You couldn't get this lucky twice.
Chapter Fourteen
She was hungry for his kisses. The feel of him, hard and ready, against her hip should have terrified her but it didn't. Instead her blood heated in answer to his challenge and sensations she'd imagined the product of an overactive imagination sprang to life within her own body, making her a stranger in her own skin. But it wasn't a frightening sensation. It was miraculous.
She felt as if she'd been sleepwalking, dreaming her days away, waiting for this moment.
Just wait, her more practical self warned. His kisses are no different than anyone else's. You're nothing more than a pretty face to him...
But that couldn't be true. He saw through the facade to the real woman waiting to break through. He'd even added up the clues and realized it had been Eden who'd engineered Lilly's rescue from those witches at the club. No one else would have paid such close attention. No other man she'd ever met would have cared about anything but the way she filled out her bathing suit.

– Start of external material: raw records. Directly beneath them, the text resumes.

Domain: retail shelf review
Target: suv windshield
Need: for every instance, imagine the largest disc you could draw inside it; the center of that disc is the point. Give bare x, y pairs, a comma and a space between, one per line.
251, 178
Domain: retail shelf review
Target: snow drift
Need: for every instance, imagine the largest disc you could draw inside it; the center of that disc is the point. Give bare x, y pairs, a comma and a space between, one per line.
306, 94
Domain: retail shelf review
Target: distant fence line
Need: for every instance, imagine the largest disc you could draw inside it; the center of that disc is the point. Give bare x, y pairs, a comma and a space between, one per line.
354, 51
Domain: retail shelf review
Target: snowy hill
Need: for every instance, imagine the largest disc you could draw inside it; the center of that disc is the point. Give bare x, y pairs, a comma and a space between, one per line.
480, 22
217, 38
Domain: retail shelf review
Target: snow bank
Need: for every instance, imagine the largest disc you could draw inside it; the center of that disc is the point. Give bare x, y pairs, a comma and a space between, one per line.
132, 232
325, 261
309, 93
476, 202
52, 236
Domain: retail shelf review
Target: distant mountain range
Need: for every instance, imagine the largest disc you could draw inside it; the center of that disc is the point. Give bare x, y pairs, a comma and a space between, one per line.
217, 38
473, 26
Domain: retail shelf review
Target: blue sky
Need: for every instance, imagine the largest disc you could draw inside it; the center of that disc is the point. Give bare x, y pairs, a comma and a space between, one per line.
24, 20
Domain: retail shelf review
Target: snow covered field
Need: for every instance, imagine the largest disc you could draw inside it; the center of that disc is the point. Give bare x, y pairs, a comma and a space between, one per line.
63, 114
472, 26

He whispered her name again. Eden. Not princess. Not baby or honey or sweetheart. Her name. She'd been foolhardy enough to open up to him and he hadn't turned away from her, disappointed that little miss perfect was human like everyone else. A rush of emotion flooded through her, making it almost impossible to breathe. His kisses enflamed her, even as they comforted. The fact that there couldn't possibly be a future between them made it easier to give herself up to the moment. She'd said things to him she'd never said to anyone else, not even her best friend. She'd never cried in front of Melanie or talked about her mother or admitted she was anything but the happy, pretty admiral's daughter the rest of the world believed her to be.
Now Rick Byrne knew differently. He'd held her while she cried and li
stened to at least some of her fears. If he wanted to, he could go back to the barracks and spill her secrets to all and sundry, bragging about the kisses they shared on the beach. But he wouldn't. She knew that as well as she knew the sun would rise the next morning--or that she wished his kisses would never end.
#
"Eden.” Her name sounded like a sacrament to him. He wanted to say it over and over again, until it lost its mystical power.

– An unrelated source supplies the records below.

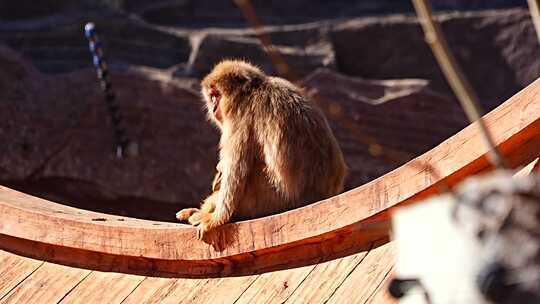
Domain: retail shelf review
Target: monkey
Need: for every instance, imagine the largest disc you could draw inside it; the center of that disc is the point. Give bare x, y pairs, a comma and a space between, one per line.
276, 151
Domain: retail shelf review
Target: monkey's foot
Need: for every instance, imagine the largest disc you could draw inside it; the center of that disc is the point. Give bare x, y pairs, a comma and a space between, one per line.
184, 214
204, 222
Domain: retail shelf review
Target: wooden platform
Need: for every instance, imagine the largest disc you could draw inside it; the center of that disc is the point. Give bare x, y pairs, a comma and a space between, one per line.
359, 278
333, 251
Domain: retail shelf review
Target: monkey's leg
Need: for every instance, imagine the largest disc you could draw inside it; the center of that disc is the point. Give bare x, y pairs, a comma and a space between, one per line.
203, 218
184, 214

They were moving too fast. She didn't know what she was doing, arching beneath him like that, making those incredible sounds in the back of her throat, feeling so soft and warm and womanly against him.
It had to stop. He had to make it stop right now before he went too far. She couldn't know what she was doing. He'd bet his soul she'd never been with a man before. Hell, he'd bet his soul she'd never kissed this way before. There had been something sweetly tentative about her as he claimed her mouth, something pure and innocently curious as her tongue danced lightly against his.

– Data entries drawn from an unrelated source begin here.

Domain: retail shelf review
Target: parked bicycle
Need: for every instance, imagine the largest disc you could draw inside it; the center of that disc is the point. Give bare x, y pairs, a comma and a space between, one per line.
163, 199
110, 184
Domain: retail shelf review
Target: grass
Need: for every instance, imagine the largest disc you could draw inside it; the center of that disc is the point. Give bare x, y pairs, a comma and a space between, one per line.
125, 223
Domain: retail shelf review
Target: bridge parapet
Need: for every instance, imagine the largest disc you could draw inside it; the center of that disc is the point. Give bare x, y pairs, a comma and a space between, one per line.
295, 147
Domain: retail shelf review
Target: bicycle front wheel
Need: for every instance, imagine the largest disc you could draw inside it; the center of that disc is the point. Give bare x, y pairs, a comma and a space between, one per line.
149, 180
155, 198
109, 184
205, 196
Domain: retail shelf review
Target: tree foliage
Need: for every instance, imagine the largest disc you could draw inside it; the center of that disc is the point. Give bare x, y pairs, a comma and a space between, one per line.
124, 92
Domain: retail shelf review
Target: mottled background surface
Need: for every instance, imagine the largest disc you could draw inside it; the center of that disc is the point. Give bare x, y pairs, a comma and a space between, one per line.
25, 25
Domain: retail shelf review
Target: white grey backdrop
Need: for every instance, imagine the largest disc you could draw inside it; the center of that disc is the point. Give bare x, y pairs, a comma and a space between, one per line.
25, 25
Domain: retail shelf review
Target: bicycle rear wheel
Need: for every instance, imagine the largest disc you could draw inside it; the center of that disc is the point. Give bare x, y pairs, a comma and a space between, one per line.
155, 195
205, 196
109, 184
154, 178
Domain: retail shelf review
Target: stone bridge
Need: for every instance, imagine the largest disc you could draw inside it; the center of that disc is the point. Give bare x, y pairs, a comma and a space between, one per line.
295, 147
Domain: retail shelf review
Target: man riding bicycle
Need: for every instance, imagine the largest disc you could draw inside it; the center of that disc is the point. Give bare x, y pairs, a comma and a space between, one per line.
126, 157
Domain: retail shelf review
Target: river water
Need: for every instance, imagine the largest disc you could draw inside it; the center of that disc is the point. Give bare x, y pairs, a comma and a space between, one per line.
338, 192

Her defenses were down. She wouldn't stop him if he took the next step and claimed her as his own. But he couldn't do it. She deserved better. This wasn't one of the girls at Mama Kate's or a camp follower who bedded anything in uniform. She had "forever" written all over her beautiful, virginal face and if he did one good thing with his life he'd see to it she got back home as pure as she was when she'd left it.
#
Eden, half-drunk with desire, opened her eyes as Rick ended the kiss. "Rick?"
He smoothed her hair off her face and kissed her forehead. "Time to get you home."
"I--I don't understand.” She watched as he got to his feet, towering over her, all male splendor and control.